Even students who excel in school have been left speechless, unable to find their voice in this new environment, unable to identify their own learning needs or communicate with those of us who care for them. This, I think, has only become more pronounced during this pandemic, as we’ve raced toward at-home learning delivered to solitary students with preconstructed programming and materials that hold little or no opportunity for the human. For what room is there for the human in a program designed for the demonstration rather than the learning of a skill?
But a special few, such as this young lady, the daughter of a friend of mine, have broken the silence and expressed what I have been unable to express from my vantage point:
The corona virus has made it
hard for me to think it has made
it hard for me to do math it has
made it hard for me to do everything
it makes me mad and upset
I want to stop homeschooling
and go back to regular school
I never want this to happen again
in my life I hate online
school
I can Not Focus!

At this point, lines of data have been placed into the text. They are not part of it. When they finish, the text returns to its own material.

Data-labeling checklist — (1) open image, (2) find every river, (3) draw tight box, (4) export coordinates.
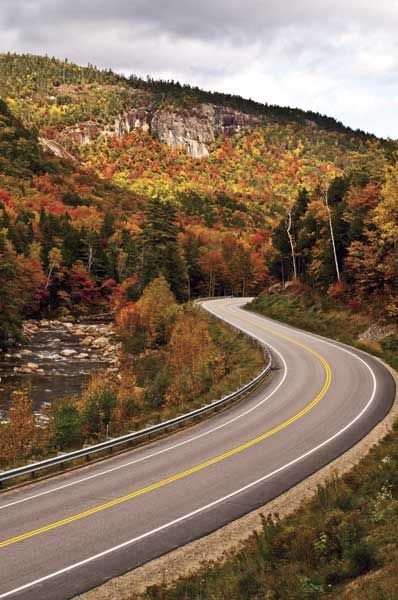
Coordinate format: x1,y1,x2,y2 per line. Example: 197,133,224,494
0,320,118,418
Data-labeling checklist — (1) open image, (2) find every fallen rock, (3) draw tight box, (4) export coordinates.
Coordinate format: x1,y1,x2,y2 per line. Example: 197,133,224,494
19,348,33,356
358,323,398,342
60,348,77,357
25,363,39,371
93,337,108,348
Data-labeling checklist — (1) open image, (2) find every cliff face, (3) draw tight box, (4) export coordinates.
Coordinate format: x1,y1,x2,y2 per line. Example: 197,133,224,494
62,104,260,158
115,104,260,158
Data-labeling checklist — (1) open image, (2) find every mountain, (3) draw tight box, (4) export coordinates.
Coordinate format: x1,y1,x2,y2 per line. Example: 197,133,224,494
0,54,397,345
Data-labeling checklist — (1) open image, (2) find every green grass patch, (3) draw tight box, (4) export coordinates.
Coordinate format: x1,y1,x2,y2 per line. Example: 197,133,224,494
126,291,398,600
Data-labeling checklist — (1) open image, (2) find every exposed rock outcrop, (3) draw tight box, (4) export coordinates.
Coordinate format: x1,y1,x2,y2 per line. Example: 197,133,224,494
115,104,260,158
45,104,260,158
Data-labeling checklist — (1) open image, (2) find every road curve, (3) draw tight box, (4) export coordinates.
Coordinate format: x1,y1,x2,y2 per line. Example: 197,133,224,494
0,299,395,600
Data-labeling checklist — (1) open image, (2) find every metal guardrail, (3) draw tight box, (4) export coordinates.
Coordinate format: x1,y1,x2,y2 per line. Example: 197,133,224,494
0,300,272,487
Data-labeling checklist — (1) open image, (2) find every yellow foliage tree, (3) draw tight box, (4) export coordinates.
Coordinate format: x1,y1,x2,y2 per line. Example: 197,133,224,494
166,310,225,404
137,275,180,346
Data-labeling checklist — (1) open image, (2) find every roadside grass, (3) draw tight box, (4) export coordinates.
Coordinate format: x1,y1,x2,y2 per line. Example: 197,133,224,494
125,291,398,600
0,311,267,470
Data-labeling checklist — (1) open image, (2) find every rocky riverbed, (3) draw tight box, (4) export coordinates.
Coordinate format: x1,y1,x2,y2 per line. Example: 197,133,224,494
0,320,120,416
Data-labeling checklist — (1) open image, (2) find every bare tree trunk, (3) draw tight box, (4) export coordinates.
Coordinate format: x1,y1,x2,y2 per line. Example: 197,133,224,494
44,267,54,289
87,244,94,274
325,190,340,281
286,210,297,279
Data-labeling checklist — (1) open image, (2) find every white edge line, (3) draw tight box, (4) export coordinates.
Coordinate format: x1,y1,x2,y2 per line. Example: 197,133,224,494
0,298,377,598
0,324,377,598
0,311,287,510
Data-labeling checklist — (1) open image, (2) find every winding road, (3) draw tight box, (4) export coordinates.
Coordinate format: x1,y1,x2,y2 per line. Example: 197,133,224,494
0,299,395,600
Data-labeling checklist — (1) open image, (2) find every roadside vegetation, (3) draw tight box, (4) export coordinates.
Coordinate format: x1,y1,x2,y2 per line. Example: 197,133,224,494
0,276,264,468
129,284,398,600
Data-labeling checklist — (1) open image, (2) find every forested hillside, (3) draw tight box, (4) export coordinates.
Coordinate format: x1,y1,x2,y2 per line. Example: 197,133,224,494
0,54,398,347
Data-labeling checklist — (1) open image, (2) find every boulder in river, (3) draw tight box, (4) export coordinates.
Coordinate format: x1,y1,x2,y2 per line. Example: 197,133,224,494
60,348,77,358
93,337,109,348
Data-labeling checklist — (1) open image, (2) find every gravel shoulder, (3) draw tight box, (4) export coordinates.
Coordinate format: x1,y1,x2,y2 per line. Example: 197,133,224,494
74,359,398,600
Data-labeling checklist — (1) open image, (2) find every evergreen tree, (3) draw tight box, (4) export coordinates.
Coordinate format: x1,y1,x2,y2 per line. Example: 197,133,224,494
141,200,188,301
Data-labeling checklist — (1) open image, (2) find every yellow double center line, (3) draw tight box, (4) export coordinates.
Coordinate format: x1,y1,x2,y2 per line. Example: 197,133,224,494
0,316,332,548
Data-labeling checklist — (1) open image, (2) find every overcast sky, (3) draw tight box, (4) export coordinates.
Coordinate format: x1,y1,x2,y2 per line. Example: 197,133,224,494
0,0,398,138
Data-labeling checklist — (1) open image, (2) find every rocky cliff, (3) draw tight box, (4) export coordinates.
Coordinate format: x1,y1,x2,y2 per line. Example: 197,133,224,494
115,104,260,158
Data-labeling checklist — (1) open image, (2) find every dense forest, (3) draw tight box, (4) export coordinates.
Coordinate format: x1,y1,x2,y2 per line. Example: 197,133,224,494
0,54,398,348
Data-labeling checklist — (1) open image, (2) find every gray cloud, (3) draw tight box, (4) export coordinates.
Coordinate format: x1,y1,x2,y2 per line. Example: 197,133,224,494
0,0,398,137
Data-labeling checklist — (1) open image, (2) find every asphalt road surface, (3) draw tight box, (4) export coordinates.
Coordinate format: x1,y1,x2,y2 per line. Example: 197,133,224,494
0,299,395,600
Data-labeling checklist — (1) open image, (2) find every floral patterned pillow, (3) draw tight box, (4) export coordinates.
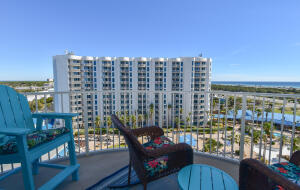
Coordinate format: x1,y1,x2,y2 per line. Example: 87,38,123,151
270,162,300,190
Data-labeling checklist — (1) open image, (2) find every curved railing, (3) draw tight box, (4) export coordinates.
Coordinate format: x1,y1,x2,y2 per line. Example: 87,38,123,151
1,91,300,175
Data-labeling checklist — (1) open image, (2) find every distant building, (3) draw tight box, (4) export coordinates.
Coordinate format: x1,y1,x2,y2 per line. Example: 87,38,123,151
53,52,212,126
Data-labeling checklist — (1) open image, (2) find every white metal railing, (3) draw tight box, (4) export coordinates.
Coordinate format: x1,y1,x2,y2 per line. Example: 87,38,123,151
1,90,300,172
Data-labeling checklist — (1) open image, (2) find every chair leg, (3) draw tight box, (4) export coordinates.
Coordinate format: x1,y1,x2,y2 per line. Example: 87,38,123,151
68,142,79,181
32,159,39,175
128,158,131,185
21,162,35,190
65,119,79,181
143,182,147,190
17,135,35,190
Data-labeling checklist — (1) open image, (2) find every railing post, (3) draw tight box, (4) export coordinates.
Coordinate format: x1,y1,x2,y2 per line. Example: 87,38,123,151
79,93,90,155
239,94,247,161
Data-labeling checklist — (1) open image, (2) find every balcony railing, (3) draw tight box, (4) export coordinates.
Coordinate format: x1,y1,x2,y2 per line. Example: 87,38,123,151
1,90,300,175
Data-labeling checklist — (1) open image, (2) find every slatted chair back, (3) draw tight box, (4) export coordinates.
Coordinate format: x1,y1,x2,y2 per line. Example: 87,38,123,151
111,115,147,159
0,85,34,134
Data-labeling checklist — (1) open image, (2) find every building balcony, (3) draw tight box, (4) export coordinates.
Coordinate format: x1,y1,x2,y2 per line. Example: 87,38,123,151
0,91,300,190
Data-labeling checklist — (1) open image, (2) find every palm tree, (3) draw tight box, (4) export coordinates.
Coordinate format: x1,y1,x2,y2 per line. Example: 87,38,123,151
144,113,149,125
255,108,262,126
234,134,250,156
167,104,172,126
293,137,300,152
179,108,184,128
184,112,192,144
138,114,143,127
266,103,273,121
131,115,136,129
120,115,125,125
175,117,180,143
149,103,154,125
106,116,112,143
95,116,101,128
95,116,101,144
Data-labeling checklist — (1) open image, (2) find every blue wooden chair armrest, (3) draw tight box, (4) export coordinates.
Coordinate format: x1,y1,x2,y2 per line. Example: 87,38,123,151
0,128,32,136
0,85,79,190
32,113,79,131
32,113,79,119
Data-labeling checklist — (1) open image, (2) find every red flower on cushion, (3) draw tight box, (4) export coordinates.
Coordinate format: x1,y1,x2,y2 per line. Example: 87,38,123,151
148,160,158,168
146,146,153,150
276,185,284,190
278,168,287,173
154,137,162,144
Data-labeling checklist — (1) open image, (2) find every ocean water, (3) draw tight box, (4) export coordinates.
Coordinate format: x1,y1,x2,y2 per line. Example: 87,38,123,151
212,81,300,88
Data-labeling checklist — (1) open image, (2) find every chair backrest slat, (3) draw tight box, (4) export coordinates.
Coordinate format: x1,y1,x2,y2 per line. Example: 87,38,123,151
18,94,34,129
0,85,34,128
6,88,26,128
0,86,17,128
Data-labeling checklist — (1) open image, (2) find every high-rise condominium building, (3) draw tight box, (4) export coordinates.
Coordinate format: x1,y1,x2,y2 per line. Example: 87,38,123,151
53,53,212,126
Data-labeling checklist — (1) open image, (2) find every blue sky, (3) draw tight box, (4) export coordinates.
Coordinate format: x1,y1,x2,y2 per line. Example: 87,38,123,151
0,0,300,81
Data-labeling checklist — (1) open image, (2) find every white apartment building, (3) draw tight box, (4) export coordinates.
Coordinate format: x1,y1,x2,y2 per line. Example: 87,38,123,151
53,53,212,126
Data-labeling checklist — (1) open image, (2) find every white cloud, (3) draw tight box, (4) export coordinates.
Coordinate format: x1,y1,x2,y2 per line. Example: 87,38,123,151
293,42,300,46
212,74,300,81
229,63,241,67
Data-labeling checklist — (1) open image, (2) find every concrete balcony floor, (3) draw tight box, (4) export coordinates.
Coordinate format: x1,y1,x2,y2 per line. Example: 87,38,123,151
0,150,239,190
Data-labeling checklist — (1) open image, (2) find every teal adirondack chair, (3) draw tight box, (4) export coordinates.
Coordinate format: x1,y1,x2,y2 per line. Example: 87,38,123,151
0,85,79,190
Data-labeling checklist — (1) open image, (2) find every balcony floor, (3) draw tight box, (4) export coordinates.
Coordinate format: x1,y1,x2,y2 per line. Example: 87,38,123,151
0,150,239,190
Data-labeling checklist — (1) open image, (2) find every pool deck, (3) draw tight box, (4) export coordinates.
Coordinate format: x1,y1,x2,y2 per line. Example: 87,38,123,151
0,150,239,190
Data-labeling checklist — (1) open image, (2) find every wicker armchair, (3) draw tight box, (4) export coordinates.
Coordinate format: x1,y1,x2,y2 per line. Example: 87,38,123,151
239,151,300,190
111,115,193,189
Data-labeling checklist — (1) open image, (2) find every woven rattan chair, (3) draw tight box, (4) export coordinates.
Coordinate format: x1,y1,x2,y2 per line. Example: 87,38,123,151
111,115,193,189
239,151,300,190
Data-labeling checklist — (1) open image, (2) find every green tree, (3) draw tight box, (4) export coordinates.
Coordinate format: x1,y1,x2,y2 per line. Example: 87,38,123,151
167,104,172,126
131,115,136,129
175,117,180,143
204,139,223,152
138,114,143,127
149,104,154,125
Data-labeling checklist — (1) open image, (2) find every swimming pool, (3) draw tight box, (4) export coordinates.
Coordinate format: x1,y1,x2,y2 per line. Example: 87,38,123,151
273,133,281,137
179,134,197,146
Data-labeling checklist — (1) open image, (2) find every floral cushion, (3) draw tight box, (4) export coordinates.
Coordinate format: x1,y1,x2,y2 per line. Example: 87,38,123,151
143,136,174,150
0,127,70,154
144,156,168,176
270,162,300,190
143,136,174,176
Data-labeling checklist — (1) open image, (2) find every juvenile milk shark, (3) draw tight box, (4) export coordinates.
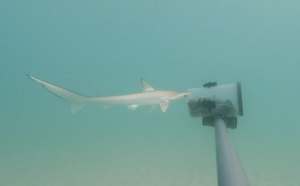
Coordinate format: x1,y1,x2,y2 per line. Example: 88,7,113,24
27,74,192,113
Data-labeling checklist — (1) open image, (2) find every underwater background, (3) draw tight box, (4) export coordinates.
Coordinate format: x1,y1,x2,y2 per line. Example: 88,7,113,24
0,0,300,186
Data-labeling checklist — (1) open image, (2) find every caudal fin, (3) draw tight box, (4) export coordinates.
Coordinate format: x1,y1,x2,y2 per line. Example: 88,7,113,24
27,74,87,113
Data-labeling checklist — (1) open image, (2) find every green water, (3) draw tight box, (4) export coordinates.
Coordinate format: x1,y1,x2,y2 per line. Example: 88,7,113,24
0,0,300,186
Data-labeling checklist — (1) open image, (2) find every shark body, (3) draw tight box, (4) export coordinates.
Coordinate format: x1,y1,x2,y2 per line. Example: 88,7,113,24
27,75,192,113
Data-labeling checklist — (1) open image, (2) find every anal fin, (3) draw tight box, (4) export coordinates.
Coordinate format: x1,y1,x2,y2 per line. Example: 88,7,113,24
149,104,158,113
127,105,138,110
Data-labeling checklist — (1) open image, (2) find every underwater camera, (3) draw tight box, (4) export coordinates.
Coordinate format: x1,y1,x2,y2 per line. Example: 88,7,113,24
188,82,243,129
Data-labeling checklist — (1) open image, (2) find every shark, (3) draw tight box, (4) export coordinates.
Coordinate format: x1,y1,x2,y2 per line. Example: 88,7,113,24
27,74,192,113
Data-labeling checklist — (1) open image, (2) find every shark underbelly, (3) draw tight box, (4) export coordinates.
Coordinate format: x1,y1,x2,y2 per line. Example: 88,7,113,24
88,95,161,106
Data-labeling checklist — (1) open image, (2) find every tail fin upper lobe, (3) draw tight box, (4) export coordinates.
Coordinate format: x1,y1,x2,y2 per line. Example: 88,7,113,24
27,74,87,113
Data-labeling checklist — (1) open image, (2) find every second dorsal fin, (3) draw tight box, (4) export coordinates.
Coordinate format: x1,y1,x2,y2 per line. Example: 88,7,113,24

I hate
online school. That’s how I feel!
In reading this poem, I am reminded that it is the lived experiences of my students that should inform my practice. Is it ethical, then, to advocate for online learning if the experience effectively brings a student’s love for learning to an end? Is my admiration of online learning opportunities justified? Are the meaningful experiences that I intended materializing? Have I even begun to address the primal, undetectable, unmeasurable, unwritten somethings that have scraped their way upward and outward during this time of unease through the voices of children? Or have I been so blinded by the utility offered by technology that I’ve failed to notice the loathsome human experience it offers or, worse, intentionally ignored it? Is it time to re-examine students’ experiences in light of these emerging voices? Have I asked myself how I might begin to listen for other voices? How might this evidence that I’d unintentionally ignored inform my classroom practice? Might it also have an impact on the use of standardized assessment, meritocratic structure and the privileging of measurable data in my classroom? And if after asking all these questions and more, I determine that something needs to break, I imagine that it shouldn’t be our students.
References
D’Amour, L. 2019. Relational Psychoanalysis at the Heart of Teaching and Learning: How and Why It Matters. New York: Routledge.